様々な場面での『選択肢』というのは、いくつも挙げられます。

・職業の選択

・余暇の過ごし方

・コミュニケーション手段

・協同作業時の効率的な動き方

・急な場面での対応方法

・旅の計画を考える時

『選択肢を増やす』=『子供の可能性が拡がる』

といっても過言ではありません。

受け身になっていては、なかなか選択肢は拡がりません。

能動的に動き、成功体験すること。

そうすると選択肢は拡がっていきます。

ASD(自閉症スペクトラム障害)の場合

※ASD全ての子供が当てはまるわけではありません。

※ここで言うイメージとは、活動(例:サッカー)そのもののイメージだけではありません。

※活動の流れ、人や物といった環境も含みます。

ASDの人はイメージがしにくいという特性があります。

その特性のため、なかなか新しいことにチャレンジしようとはしません。

実際、知らない世界に自ら飛び込んだという話を私は聞いたことがありません。

保護者が子供に対して何かを習わそうとしても、子供はイメージができず、不安が勝って頑なにやろうとしない。

習い事の内容だけでなく、どんな人がいるのかをイメージできないから不安という理由もあります。

そこで保護者は習い事の体験をさせてイメージを持てるようにします。

しかし、それでも子供は拒否することがあります。

そうすると保護者は怒る、諦めるといったことをしてしまう。

また、興味を持つまで待つという風に考える保護者もいます。

果たしてそれで良いのでしょうか?

勿論、そういう考えも大事ですが、チャレンジする機会が失われているという風にも捉えられます。

見方を変えてみましょう

イメージができないから拒否するという子供の姿勢に、保護者はとてもヤキモキすると思います。

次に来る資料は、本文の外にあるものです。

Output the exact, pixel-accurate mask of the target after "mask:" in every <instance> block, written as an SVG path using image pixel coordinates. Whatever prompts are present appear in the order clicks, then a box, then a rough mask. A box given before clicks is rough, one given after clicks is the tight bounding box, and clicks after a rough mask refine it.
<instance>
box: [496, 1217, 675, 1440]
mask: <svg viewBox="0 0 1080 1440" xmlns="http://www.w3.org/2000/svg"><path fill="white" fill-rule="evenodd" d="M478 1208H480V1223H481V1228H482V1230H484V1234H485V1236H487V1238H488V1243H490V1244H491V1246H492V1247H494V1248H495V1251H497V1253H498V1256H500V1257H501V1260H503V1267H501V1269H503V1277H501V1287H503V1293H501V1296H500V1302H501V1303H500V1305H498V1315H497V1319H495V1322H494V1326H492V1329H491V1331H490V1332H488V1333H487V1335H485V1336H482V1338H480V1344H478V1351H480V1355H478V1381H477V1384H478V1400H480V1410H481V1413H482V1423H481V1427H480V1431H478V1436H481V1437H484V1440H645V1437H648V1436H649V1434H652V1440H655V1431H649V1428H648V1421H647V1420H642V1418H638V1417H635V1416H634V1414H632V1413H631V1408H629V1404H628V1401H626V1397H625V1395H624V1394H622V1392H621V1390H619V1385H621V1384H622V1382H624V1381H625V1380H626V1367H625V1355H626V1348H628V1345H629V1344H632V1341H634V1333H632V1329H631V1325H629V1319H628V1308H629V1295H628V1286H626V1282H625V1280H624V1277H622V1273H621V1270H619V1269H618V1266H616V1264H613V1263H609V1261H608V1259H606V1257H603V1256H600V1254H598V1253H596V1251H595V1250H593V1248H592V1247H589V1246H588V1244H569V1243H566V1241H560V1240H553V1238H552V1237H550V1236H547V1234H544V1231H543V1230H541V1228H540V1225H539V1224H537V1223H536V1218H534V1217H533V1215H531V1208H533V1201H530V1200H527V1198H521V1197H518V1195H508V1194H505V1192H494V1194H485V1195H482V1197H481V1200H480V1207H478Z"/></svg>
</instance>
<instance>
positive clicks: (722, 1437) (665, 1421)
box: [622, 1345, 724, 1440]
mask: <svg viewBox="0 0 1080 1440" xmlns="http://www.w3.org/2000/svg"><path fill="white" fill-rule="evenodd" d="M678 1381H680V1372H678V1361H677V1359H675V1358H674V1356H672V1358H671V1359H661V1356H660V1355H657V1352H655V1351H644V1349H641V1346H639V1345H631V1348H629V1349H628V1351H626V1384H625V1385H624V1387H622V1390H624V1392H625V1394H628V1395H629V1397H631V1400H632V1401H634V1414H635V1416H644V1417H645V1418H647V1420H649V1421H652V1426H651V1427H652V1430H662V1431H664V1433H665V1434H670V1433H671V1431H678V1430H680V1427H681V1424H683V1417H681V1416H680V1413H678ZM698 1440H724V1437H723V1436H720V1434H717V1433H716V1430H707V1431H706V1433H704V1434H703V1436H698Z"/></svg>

しかし裏を返せば、イメージがしっかりできれば不安が和らぐ。

チャレンジしようという意思が出てくることを意味しています。

保護者や指導者がこの特性をいかに上手く利用するかが鍵となります。

はまり始めるとASDの子供は強い。

ASDの特性である『こだわり』が発動し、とても深いところまで追求します。

そうなると周りの人達から一目を置かれるようになることもあります。

このように、ASDにイメージを持たせることがいかに大切かが分かりますね。

では、イメージをどう持たせてチャレンジさせるか?

イメージを持たせる以外に何か方法はないのか等を次回お話したいと思います。